The only seat open was next to her, so I sat there, while she played around on a graphics editing program. She was giggling at all my comments, and seemed excited to talk to me. As the class period ended, she printed out her drawing and gave it to me as the bell rang and we both left. I considered that a good sign she was into me!
I knew her sister, so I immediately had a connection with Brooke. So, we hung out a few times, and both hit it off. I still nervously wondered how to ask her to date me. I had girlfriends in the past, and asking them out was a nerve-wracking and awkward affair. Asking Brooke out was no different! If you’re wondering how to ask a girl to date you (be your girlfriend), here’s a guide.
Get To Know Her Well First (But Don’t Wait Forever)
A girl may have a crush on you, or she may barely know you. Either way, you want to get to know her some before you suddenly ask her to date you. Asking too soon can scare a lot of girls away, and come across as very needy. Women don’t like needy guys.
That being said, you also can’t wait too long, because there could be other guys competing for her attention. Generally, I would wait a few weeks to ask a girl out, if everything is going well, which means you’ve gone on a few dates or hung out a few times, and you notice some chemistry. If she’s flirting with you, touching you, holding your hand, texting you constantly, having long conversations, etc., then why wait? She probably wants you to ask her out.
If things aren’t as clear, such as you don’t know how she feels, she’s more shy, etc., then you may need to get to know her better before asking such an important question.
But…Don’t Be Her Buddy
A lot of guys wait forever to “get to know” a girl, but forget the part that they want to date her. Instead, they get to know her as a buddy. They talk about the weather, how school is going, and other intellectual topics.
The problem is that while you’re getting to know her in the most boring and non-romantic way possible, she’s slowly viewing you as “just a friend.”

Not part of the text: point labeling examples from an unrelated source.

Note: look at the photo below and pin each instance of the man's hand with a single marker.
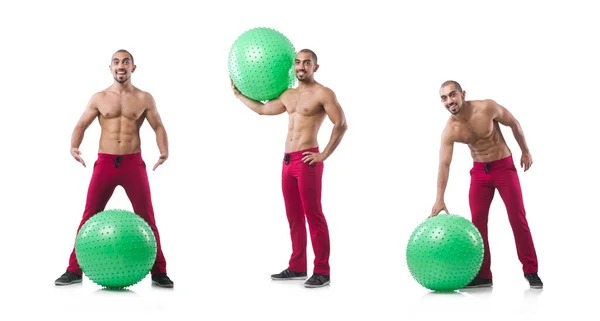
(312, 158)
(161, 160)
(437, 208)
(236, 92)
(75, 152)
(526, 161)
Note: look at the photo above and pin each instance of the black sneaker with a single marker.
(534, 280)
(317, 281)
(289, 275)
(68, 278)
(479, 283)
(162, 280)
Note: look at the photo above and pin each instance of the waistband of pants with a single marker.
(123, 157)
(297, 155)
(499, 163)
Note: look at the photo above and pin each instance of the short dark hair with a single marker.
(127, 52)
(452, 82)
(312, 53)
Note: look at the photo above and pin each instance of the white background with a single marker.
(217, 199)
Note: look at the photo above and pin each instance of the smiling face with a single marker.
(305, 66)
(452, 98)
(122, 66)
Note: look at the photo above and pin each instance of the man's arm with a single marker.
(272, 107)
(155, 122)
(89, 114)
(336, 116)
(506, 118)
(445, 158)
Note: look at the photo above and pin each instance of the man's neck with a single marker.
(465, 112)
(122, 88)
(306, 84)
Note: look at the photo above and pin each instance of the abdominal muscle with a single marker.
(119, 136)
(302, 132)
(489, 150)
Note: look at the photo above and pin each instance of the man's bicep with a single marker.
(152, 114)
(90, 113)
(333, 108)
(273, 107)
(446, 149)
(501, 114)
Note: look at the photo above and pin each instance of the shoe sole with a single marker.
(67, 283)
(478, 286)
(162, 285)
(316, 286)
(292, 278)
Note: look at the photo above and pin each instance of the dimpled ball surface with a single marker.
(115, 248)
(444, 252)
(261, 63)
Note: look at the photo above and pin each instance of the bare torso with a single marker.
(480, 132)
(306, 114)
(121, 115)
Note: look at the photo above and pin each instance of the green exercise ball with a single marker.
(261, 63)
(115, 248)
(445, 252)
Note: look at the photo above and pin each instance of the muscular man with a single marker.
(307, 105)
(121, 110)
(476, 124)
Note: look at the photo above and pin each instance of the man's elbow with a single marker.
(341, 126)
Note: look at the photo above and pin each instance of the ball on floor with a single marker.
(115, 248)
(445, 252)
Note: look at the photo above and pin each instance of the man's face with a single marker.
(452, 98)
(304, 66)
(121, 67)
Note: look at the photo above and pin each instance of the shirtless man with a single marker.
(121, 110)
(476, 123)
(307, 105)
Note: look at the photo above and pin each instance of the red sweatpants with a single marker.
(502, 175)
(128, 171)
(301, 185)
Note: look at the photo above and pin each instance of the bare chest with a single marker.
(305, 104)
(475, 130)
(128, 107)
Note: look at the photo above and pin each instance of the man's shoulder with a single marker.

So, keep her excited. Keep her attracted to you. Make sure as you’re getting to know her, she’s becoming more interested in you romantically. So, hold her hand, make her laugh, and flirt with her.
Do NOT Ask Her Out Over Text or Social Media
So, let’s get this out of the way. Don’t ask her out any way that isn’t in person. Don’t text it. Don’t snap it. Don’t do it on an anonymous app like Whisper and hope she sees it. Asking in person shows you are confident, a trait women love. You lose this when you ask her out over text. Also, women value the little things you do to show you care. Asking in person, face-to-face, shows you value her feelings enough to put in effort. And, it shows you aren’t a wimp.
Ask Her Out (But Make It Casual)
Brooke was really into me. It was obvious. She was waiting for me to ask her out, like “will you do this already??” level waiting. But, I made a huge deal out of it. I got nervous, thought of a script, and even went to list out reasons, as if I was ready for a class debate!
The truth is I should have just asked, and been casual about it. If you make it a big, nervous deal, then you’ll just come across as weird and awkward. Instead, just say something like this.
“Hey Brooke. I really like you, and I think you like me too, so let’s make it official. What do you think?”
This may go against the advice you’ve been given about making a big deal out of it. However, let me tell you, the “big deal” is that you are with someone you like. This brings me to…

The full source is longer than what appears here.